Opinión
Herirse
Sólo tengo una adicción: encuentro satisfacción en hacerme daño, y esa hostilidad propia se suma a la ajena
Desde que tengo capacidad de recordar, no memoria ni uso de razón, me hago heridas en los pulgares. De niña, mi madre me cubría, con tiritas o esparadrapo, dependiendo de la gravedad de la lesión, esos dedos para evitar que me hiciera más daño. De nada servía, yo terminaba quitándomelo todo, daba igual lo que fuera, y persistía.
Con el paso de los años, su ausencia, mi vida reconstruida, he seguido autolesionándome con una regularidad que traspasa la costumbre, hasta el punto de que la piel, ahí, ha encallecido. Se llama, mi trastorno mental, dermatilomanía, y no sólo lo padezco yo. Lo descubrí leyendo a Rosa Montero, su libro, maravilloso, 'El peligro de estar cuerda' (Seix Barral, 2022).
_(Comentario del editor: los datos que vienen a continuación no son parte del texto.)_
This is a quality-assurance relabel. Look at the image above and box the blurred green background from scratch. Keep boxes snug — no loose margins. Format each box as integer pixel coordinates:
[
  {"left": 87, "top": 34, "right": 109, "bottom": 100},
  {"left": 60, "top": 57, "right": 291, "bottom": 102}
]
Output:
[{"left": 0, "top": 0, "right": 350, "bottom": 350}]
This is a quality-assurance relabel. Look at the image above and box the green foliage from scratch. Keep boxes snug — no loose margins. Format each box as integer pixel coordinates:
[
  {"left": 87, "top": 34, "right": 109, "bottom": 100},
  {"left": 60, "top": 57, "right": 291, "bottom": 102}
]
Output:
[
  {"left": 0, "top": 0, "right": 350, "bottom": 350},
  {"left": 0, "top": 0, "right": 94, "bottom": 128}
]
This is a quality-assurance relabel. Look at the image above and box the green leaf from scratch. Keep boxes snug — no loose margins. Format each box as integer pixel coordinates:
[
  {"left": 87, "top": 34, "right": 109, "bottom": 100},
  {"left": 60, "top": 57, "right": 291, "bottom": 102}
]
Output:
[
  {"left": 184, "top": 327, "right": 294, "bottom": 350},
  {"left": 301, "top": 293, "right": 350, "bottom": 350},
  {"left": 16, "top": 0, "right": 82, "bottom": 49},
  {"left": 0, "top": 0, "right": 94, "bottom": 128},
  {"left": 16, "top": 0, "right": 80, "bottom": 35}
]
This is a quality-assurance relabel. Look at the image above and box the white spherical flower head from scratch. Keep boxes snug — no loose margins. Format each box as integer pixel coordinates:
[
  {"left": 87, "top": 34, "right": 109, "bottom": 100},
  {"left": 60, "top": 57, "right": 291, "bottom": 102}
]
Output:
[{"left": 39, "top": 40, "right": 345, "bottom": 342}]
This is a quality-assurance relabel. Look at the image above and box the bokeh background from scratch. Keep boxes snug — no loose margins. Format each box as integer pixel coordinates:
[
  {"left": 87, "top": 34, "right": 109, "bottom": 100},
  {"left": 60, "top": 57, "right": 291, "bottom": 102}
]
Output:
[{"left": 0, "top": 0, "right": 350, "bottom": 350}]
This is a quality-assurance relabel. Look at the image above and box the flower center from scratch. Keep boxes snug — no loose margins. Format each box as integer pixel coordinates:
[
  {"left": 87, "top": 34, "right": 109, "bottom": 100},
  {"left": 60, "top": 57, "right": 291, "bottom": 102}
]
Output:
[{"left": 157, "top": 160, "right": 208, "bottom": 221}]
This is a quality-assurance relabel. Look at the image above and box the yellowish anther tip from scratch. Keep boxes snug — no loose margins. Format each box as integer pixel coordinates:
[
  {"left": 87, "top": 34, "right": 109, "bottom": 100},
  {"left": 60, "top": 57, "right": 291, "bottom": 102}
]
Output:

Hace unos días, charlando con ella en la Feria del Libro de Guadalajara (FIL), en México, contándole un asunto personal que en las últimas semanas me lleva disturbando, afligiendo, condicionando mi estado de ánimo, le mostré mis pulgares sin pudor, sabedora de que me entendería, por lo que estaba pasando y cómo lo estaba pagando, de nuevo, conmigo misma. Entonces, Rosa me cogió las manos y, acto seguido, me mostró las suyas, sus dedos, lacerados, igualmente, lo sé, yo también, cariño.
Según la Sociedad Española de Psiquiatría Legal, "el trastorno por escoriación de la piel es un comportamiento repetitivo en el que una persona pellizca o se rasca su piel de manera compulsiva y que a menudo tiene comorbilidad con otros trastornos psiquiátricos como la ansiedad o el trastorno obsesivo-compulsivo (TOC)". Quienes lo sufrimos ni siquiera somos conscientes, a veces, de que lo estamos haciendo, yo puedo dormirme con los dedos índices en esa posición, dispuestos a ensañarse con sus compañeros pulgares.
Todo empeora en épocas de especial nerviosismo, trabajo excesivo, responsabilidades acumuladas, preocupaciones, encuentros desagradables o con extraños, siendo, como soy, tan introvertida, patológicamente insegura. Esos días, en la FIL, sin botiquín a mano, mis dedos tenían un aspecto preocupante y cuanto peor los veía, cuanto más me sangraban y dolían las heridas, más seguía, como una adicción, la única que tengo, encuentro satisfacción en hacerme daño, la hostilidad propia, sumada a la ajena.
Me he acostumbrado, a eso, y a cruzarme con gente narcisista en un mundo, el literario, dominado por el ego. Suelo estar alerta, incómoda, tiendo a medir y cuidar mis palabras en público, me siento juzgada, observada, y me desahogo con mis pulgares. De ahí mi sorpresa cuando nada de eso sucede, al cruzarme con personas empáticas, capaces de escucharte, en esos escenarios o en lugares anodinos, como un aeropuerto, con cientos de extraños, desconocidos, a mi alrededor.
Uno de ellos me regaló, antes de embarcar en el avión que debía traerme de vuelta a casa, uno de esos momentos que hacen que todo siga mereciendo la pena, la escritura, los viajes, la vida. Sentada en una mesa alta, de cara al exterior, con el ordenador encendido, tecleando, a mi lado estaba un piloto, esperando. Su vuelo, con destino a Ciudad de México, se había retrasado por la niebla, me contó.
Hacía tiempo que no tenía Madrid como destino, pero esperaba volver, el año próximo, y tratar de pagar, después de muchos intentos fallidos, una multa de estacionamiento que le pusieron en su última visita. Su cordialidad hizo que superara mi timidez, le dije que era escritora, me preguntó por mis libros, qué escribía, me felicitó, me miró con admiración.
Al volver del cuarto de baño, tras pedirle que vigilara mis pertenencias, la maleta, el portátil, una mochila, había comprado la novela con la que gané el Premio Nadal, en una semana empezaré a leerte, me dijo. Gracias, le contesté, emocionada, por todo. Antes de despedirnos, intercambiamos direcciones de correo y, al estrecharnos las manos, reparé en mis dedos, a salvo aquel rato, durante toda nuestra conversación.